Having a data set as below.Here I need to group the subset in column and fill the missing values using mode method.
Need to group the value 'Tom' from name and 'UK' from Country and fill the missing value in value using mode.
Name | Country | Value |
---|---|---|
Tom | USA | 30.0 |
Tom | UK | 20.0 |
Tom | UK | NaN |
nick | USA | 19.0 |
nick | USA | 18.0 |
Tom | India | 23.0 |
nick | USA | 15.0 |
nick | USA | 20.0 |
jack | India | NaN |
Tom | UK | 23.0 |
Tom | UK | 23.0 |
I tried the code below.
np.where((data['Name'] == 'Tom') & (data['Country']=='UK'),data['Value'].fillna(data['Value'].mode()[0]),data['Value'])

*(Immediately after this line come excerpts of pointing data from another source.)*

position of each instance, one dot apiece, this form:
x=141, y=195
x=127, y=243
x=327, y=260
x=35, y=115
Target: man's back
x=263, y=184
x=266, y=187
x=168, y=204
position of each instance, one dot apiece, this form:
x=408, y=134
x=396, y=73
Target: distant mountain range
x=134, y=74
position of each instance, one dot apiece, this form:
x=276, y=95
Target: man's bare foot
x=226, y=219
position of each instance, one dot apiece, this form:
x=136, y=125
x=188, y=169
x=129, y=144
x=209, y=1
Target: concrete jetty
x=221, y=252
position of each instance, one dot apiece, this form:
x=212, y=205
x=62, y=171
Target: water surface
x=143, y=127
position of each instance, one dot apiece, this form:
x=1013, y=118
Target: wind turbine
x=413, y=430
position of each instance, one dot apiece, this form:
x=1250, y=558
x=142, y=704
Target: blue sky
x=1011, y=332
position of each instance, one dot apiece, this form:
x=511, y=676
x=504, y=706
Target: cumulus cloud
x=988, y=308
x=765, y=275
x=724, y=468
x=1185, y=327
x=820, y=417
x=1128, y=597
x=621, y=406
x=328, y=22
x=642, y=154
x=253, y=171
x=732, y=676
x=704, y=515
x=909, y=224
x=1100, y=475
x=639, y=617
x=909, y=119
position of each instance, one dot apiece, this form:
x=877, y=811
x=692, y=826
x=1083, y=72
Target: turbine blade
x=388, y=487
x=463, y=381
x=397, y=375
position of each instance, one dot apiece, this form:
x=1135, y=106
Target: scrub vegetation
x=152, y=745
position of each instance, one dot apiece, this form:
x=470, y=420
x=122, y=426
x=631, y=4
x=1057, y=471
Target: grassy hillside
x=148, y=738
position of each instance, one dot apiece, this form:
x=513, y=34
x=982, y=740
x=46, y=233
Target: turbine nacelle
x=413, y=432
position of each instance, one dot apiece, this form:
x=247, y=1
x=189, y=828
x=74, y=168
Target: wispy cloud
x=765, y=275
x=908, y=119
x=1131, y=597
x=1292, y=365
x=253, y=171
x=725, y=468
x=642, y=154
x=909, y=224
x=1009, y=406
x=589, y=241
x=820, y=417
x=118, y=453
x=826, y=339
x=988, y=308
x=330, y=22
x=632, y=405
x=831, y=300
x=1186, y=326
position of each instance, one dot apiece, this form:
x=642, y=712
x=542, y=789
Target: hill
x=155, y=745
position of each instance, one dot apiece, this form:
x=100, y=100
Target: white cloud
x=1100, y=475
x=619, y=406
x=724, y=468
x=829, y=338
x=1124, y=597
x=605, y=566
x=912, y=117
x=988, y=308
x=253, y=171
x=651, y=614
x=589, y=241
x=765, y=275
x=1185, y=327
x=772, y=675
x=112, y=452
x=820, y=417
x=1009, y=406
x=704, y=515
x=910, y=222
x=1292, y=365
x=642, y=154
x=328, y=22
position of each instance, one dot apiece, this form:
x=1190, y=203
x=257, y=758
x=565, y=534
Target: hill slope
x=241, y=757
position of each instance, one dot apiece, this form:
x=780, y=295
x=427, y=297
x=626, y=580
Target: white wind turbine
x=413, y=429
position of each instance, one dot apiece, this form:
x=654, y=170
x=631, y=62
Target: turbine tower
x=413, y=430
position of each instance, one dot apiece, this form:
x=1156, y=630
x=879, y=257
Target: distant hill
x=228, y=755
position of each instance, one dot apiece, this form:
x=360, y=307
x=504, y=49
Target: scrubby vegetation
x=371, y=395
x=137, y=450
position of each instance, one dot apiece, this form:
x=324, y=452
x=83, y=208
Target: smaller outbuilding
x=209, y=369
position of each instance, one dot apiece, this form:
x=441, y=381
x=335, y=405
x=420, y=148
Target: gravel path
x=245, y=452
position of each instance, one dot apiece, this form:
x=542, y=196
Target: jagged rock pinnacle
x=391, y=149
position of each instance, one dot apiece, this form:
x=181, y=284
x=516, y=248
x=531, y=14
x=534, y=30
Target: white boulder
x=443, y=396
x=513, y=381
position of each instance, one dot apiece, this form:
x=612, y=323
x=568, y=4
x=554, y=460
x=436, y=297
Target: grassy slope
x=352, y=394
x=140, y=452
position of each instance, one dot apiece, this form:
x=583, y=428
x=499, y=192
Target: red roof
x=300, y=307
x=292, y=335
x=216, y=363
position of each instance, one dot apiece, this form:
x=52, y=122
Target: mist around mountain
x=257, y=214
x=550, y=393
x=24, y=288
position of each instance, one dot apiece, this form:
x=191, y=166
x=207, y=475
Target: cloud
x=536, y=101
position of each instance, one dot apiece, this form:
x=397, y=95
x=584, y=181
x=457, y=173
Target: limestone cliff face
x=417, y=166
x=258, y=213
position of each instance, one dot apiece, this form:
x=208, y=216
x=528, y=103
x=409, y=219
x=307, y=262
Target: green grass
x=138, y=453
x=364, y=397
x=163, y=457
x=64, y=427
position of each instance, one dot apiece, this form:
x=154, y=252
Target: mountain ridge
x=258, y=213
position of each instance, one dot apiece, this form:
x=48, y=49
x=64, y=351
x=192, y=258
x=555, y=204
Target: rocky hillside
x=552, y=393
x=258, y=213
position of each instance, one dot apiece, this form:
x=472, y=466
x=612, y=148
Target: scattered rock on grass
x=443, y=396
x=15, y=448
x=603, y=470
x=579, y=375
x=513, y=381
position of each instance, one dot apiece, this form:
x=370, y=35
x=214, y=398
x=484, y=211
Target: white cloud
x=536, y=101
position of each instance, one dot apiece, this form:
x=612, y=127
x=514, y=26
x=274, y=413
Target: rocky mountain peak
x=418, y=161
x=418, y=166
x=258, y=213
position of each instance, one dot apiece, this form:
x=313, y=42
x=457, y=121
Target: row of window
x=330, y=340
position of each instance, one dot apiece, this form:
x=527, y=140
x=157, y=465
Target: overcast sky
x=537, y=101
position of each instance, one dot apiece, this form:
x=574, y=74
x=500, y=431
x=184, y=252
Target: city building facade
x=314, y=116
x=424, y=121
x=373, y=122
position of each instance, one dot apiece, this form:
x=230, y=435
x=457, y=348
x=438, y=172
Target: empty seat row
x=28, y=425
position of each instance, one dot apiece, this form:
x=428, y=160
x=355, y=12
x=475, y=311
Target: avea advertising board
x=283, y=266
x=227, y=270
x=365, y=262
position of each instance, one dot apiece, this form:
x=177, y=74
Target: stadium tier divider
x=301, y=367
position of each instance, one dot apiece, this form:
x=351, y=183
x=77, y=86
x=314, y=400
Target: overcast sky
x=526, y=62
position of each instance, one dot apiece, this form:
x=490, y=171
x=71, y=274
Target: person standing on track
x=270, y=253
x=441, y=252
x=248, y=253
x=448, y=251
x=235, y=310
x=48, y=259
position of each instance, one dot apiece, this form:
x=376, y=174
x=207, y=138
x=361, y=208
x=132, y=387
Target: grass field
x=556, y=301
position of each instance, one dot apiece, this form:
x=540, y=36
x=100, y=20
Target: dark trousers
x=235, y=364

CodePudding user response:
I use .eq() .lt() .ge()
etc, to avoid excess ()
everywhere when combining conditions~
Also, since this isn't an if...else
, we can just use pd.DataFrame.mask
instead of np.where
~
I also assumed that you only want the mode
of the same group~ rather than the whole column. If you want the whole column change data.loc[mask, 'Value']
to just data['Value']
mask = (data['Name'].eq('Tom') &
data['Country'].eq('UK'))
data['Value'] = data['Value'].mask(mask & data['Value'].isna(),
data.loc[mask, 'Value'].mode()[0])
Name Country Value
0 Tom USA 30.0
1 Tom UK 20.0
2 Tom UK 23.0
3 nick USA 19.0
4 nick USA 18.0
5 Tom India 23.0
6 nick USA 15.0
7 nick USA 20.0
8 jack India NaN
9 Tom UK 23.0
10 Tom UK 23.0
CodePudding user response:
You don't really need to go as far as masking the data for the mode you can simply try:
data['Value'] = np.where((data['Name'] == 'Tom') & (data['Country']=='UK'),data['Value'].fillna(data['Value'].mode()[0]),data['Value'])
Edit: If you'd like to address only those Null values where the Name is Tom and Country UK, you can add an additional criteria:
data['Value'] = np.where((data['Name'] == 'Tom') & (data['Country']=='UK') & (data['Value'].isna()),data['Value'].mode()[0],data['Value'])
CodePudding user response:
here is one way using group by
and ffill
:
df["Value"] = df.groupby(["Name", "Country"])["Value"].ffill()
output :
Name Country Value
0 Tom USA 20.0
1 Tom UK 20.0
2 Tom UK 20.0
3 nick USA 19.0
4 nick USA 18.0
5 Tom India 23.0
6 nick USA 15.0
7 nick USA 20.0
8 jack India NaN
9 Tom UK 23.0
10 Tom UK 23.0